To determine the moles of oxygen gas needed to burn ammonia (NH3(g)), we need to balance the chemical equation for the reaction.
The balanced equation for the combustion of ammonia is as follows:
4NH3(g) + 5O2(g) → 4NO2(g) + 6H2O(g)
From the equation, we can see that it takes 5 moles of O2 to react with 4 moles of NH3.
Given that we have 1.22 moles of NH3, we can set up a ratio to determine the amount of O2 needed.
1.22 moles NH3 / 4 moles NH3 = x moles O2 / 5 moles O2
Cross-multiplying and solving for x, we have:
x = (1.22 moles NH3 * 5 moles O2) / 4 moles NH3 = 1.525 moles O2
Therefore, we need 1.525 moles of O2 to burn 1.22 moles of NH3.
Now, to find the moles of nitrogen dioxide (NO2) and gaseous water (H2O) produced, we can use the coefficients from the balanced equation.

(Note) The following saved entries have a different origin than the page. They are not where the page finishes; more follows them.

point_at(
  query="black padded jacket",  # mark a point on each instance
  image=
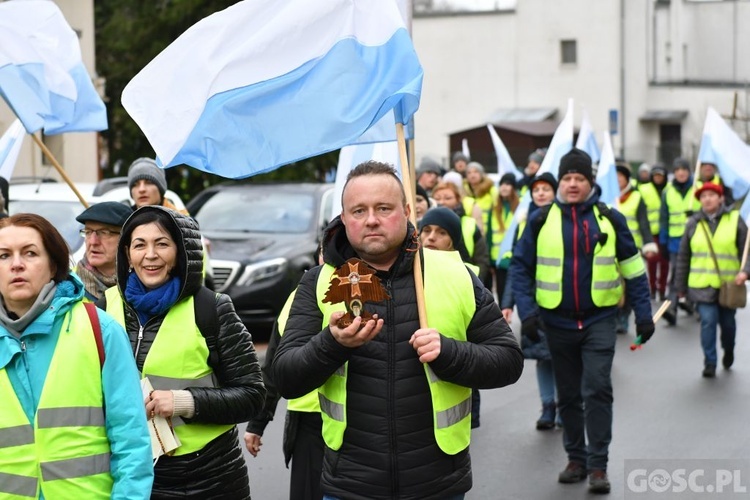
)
(389, 448)
(218, 470)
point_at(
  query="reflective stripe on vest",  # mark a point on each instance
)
(468, 228)
(449, 298)
(678, 206)
(309, 402)
(629, 208)
(606, 286)
(177, 359)
(66, 453)
(724, 240)
(653, 205)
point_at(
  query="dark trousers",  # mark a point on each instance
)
(658, 270)
(582, 360)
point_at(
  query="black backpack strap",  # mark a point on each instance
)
(97, 328)
(538, 219)
(207, 319)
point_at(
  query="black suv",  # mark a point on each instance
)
(263, 238)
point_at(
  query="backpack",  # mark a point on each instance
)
(539, 218)
(206, 318)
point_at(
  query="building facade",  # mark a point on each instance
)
(78, 153)
(648, 69)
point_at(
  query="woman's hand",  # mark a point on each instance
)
(253, 443)
(160, 404)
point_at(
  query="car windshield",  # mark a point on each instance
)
(62, 215)
(257, 211)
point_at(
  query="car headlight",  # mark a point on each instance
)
(263, 270)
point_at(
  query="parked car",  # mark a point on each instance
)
(263, 238)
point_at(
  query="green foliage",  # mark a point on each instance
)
(129, 34)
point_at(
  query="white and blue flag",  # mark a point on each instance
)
(606, 174)
(587, 139)
(562, 143)
(722, 146)
(42, 76)
(265, 83)
(505, 163)
(10, 146)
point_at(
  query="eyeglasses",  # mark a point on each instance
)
(100, 233)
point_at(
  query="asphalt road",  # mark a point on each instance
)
(664, 412)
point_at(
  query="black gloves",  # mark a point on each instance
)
(645, 331)
(530, 328)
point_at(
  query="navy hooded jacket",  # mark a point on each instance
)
(581, 232)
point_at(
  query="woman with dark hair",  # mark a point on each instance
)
(206, 379)
(59, 363)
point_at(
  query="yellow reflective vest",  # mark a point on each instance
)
(449, 299)
(66, 452)
(177, 359)
(606, 271)
(629, 208)
(652, 199)
(678, 206)
(703, 273)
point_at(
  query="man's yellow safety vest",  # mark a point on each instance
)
(449, 299)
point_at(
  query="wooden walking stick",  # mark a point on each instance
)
(406, 179)
(59, 168)
(657, 316)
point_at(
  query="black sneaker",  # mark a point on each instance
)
(599, 482)
(574, 473)
(728, 359)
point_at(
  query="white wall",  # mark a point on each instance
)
(475, 64)
(77, 152)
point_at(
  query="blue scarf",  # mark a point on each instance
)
(149, 303)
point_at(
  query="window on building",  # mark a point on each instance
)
(569, 51)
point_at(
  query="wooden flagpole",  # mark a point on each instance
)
(406, 180)
(59, 168)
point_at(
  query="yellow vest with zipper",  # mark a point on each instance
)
(449, 299)
(65, 453)
(177, 359)
(703, 272)
(652, 199)
(629, 208)
(678, 206)
(606, 286)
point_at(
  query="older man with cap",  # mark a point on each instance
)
(566, 275)
(148, 184)
(101, 229)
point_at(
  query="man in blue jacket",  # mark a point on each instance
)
(566, 273)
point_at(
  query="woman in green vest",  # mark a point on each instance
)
(447, 195)
(196, 353)
(60, 361)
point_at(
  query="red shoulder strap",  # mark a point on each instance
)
(94, 318)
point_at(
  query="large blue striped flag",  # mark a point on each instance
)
(587, 139)
(10, 146)
(722, 146)
(505, 163)
(562, 143)
(606, 173)
(268, 82)
(42, 76)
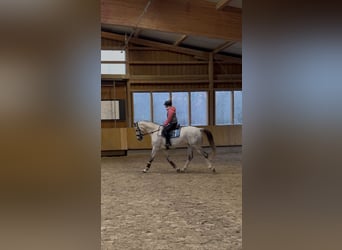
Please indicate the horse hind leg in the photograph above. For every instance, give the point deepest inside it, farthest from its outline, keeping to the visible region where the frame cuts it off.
(201, 151)
(149, 163)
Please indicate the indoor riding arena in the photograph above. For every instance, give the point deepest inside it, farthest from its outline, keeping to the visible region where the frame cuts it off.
(188, 53)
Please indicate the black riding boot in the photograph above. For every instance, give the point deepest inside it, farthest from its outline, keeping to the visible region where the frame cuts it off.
(168, 142)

From the balanced equation, we see that for every 4 moles of NH3 that react, we produce 4 moles of NO2 and 6 moles of H2O.
Using the same ratio approach as before, we can calculate:
1.22 moles NH3 / 4 moles NH3 = x moles NO2 / 4 moles NO2
Cross-multiplying and solving for x, we have:
x = (1.22 moles NH3 * 4 moles NO2) / 4 moles NH3 = 1.22 moles NO2
Therefore, 1.22 moles of NO2 are produced when 1.22 moles of NH3 are burned.
Similarly, we can calculate the moles of gaseous water produced:
1.22 moles NH3 / 4 moles NH3 = x moles H2O / 6 moles H2O
Cross-multiplying and solving for x, we have:
x = (1.22 moles NH3 * 6 moles H2O) / 4 moles NH3 = 1.83 moles H2O
Thus, 1.83 moles of gaseous water are produced when 1.22 moles of NH3 are burned.